An advocacy group founded by an assassinated journalist demanded answers from the U.S. Department of Justice on Monday regarding its investigation of Israeli troops killing American Palestinian reporter Shireen Abu Akleh on May 11, 2022.
"Perhaps the DOJ thinks we will forget about the murder of Shireen Abu Akleh as well as the investigation it promised the American people two years ago, but we have not," said Sarah Leah Whitson, executive director of Democracy for the Arab World Now (DAWN), in a statement.
"The DOJ should take responsibility for its apparent failure to make progress on this investigation, which has fueled Israeli impunity, leading to the systematic and widespread killings of Palestinian journalists, at least 108 since Abu-Akleh's 2022 killing."
"Without an interim update on the investigation or a concluding report, it is hard to take seriously U.S. claims that it will vigorously investigate and hold accountable extrajudicial killings of American citizens."
Abu Akleh was fatally shot in the head by the Israel Defense Forces (IDF) while covering a raid on the Jenin refugee camp in the illegally occupied West Bank, according to firsthand accounts and various investigations that have been made public. The 51-year-old Al Jazeera journalist was wearing a blue press vest and helmet.
"A beloved and prominent figure in the region, Abu Akleh's killing not only led to prolonged unrest in the West Bank but also became emblematic of Israel's use of lethal force to intimidate and kill journalists," DAWN leaders wrote to U.S. Attorney General Merrick Garland, Deputy Attorney General Lisa Monaco, and Federal Bureau of Investigation Director Christopher Wray.
As the letter—signed by Whitson and Michael Schaeffer Omer-Man, DAWN's director of research for Israel-Palestine—detailed:
Since the launch of the DOJ investigation, you have not made any information available regarding the nature, scope, and timeline of the probe into the killing of an American citizen by a foreign army, despite prior comments by then State Department spokesperson Ned Price that "those responsible for Shireen's killing should be prosecuted to the fullest extent of the law." Regrettably, more recent statements coming from U.S. authorities imply that the administration has pushed the investigation to the wayside. At a news briefing on World Press Freedom Day, a State Department spokesperson insisted that Shireen's murder was "unintentional" despite credible reports to the contrary and noted that the U.S. had no further updates on the case.

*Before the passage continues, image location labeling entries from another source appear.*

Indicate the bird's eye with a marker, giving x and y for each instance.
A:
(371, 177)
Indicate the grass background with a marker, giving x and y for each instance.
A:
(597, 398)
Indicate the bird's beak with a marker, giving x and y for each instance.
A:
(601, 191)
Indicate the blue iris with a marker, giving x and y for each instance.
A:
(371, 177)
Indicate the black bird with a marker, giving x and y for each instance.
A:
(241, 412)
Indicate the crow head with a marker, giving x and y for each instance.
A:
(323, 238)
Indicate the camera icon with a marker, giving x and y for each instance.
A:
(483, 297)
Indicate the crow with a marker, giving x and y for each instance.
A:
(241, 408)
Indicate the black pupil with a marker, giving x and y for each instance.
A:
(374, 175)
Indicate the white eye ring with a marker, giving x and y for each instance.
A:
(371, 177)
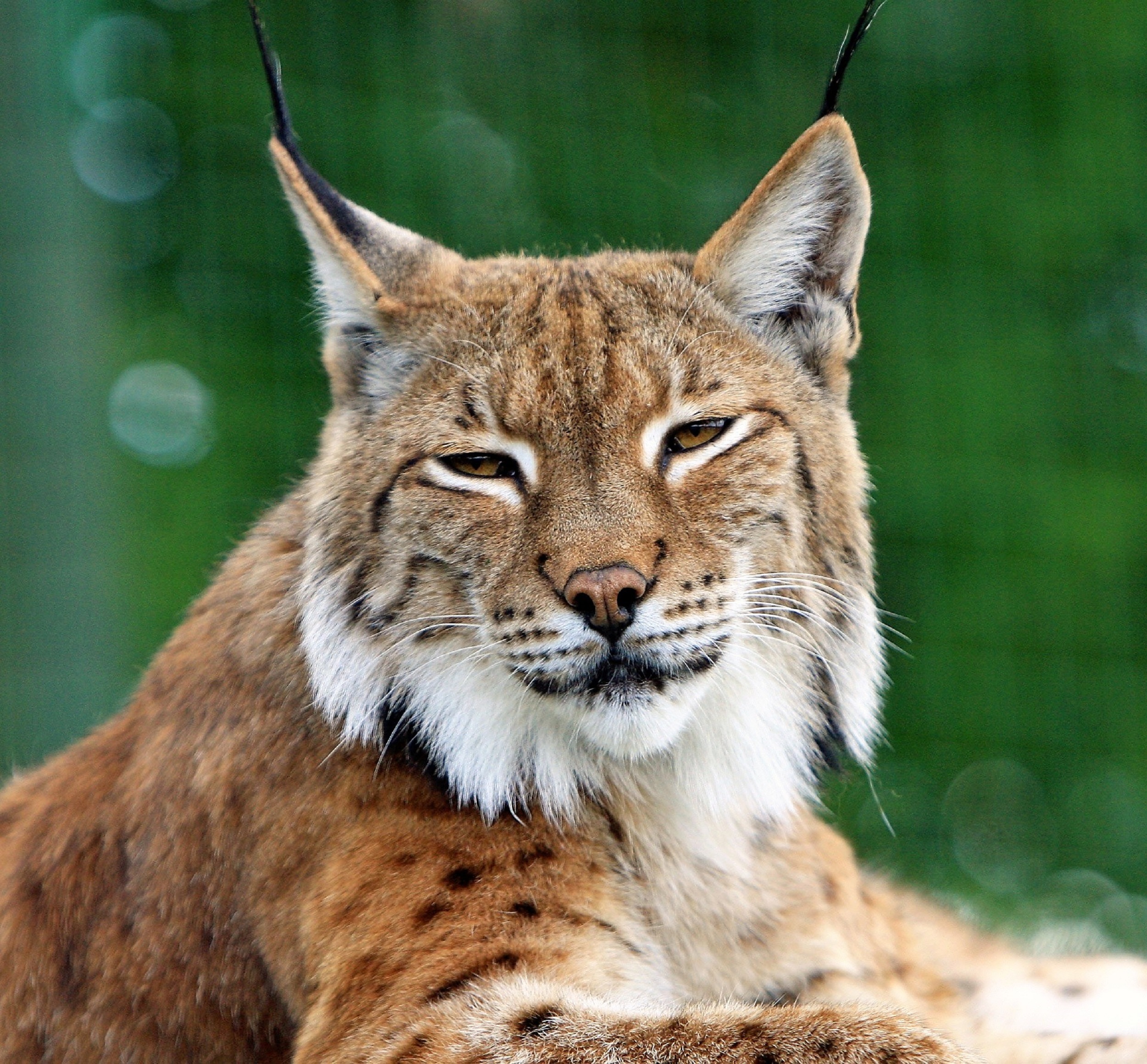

Some critics have connected Abu Akleh's killing to what the Committee to Protect Journalists last year called a "deadly, decadeslong pattern" by the IDF—which, has slaughtered over 100 journalists and tens of thousands of other Palestinians in the Gaza Strip in Israeli forces' ongoing retaliation for a Hamas-led attack on Israel last October.
"The impunity that Israel has enjoyed for its attacks on the press, including for the murder of Abu Akleh, has made Israeli officials confident that they can kill as many Palestinian journalists as they want with no accountability," DAWN leadership wrote to the DOJ. "Israel's failure to identify the perpetrators, open a criminal investigation, and to cooperate with external investigations further compounds Israel's impunity in targeting journalists in the region."
The letter calls for the DOJ to provide a "timely response" to a series of questions about the department's investigatory steps, Israeli cooperation or lack thereof, and which specific U.S. criminal laws are being considered for the probe.
Schaeffer Omer-Man said that "without an interim update on the investigation or a concluding report, it is hard to take seriously U.S. claims that it will vigorously investigate and hold accountable extrajudicial killings of American citizens."
"The lack of communicable progress also adds to the grief felt by the Abu Akleh family, who filed a formal complaint with the ICC in May 2022 about Abu Akleh's killing by IDF forces," he added, referring to the International Criminal Court.
DAWN was founded by the late Jamal Khashoggi, a Saudi journalist and U.S. resident who—according to multiple investigations—was murdered at his home country's consulate in Istanbul, Turkey on October 2, 2018. As Common Dreamsreported on the fifth anniversary of his assassination last year, human rights advocates continue to condemn the failure of international officials to hold accountable the people responsible for his death.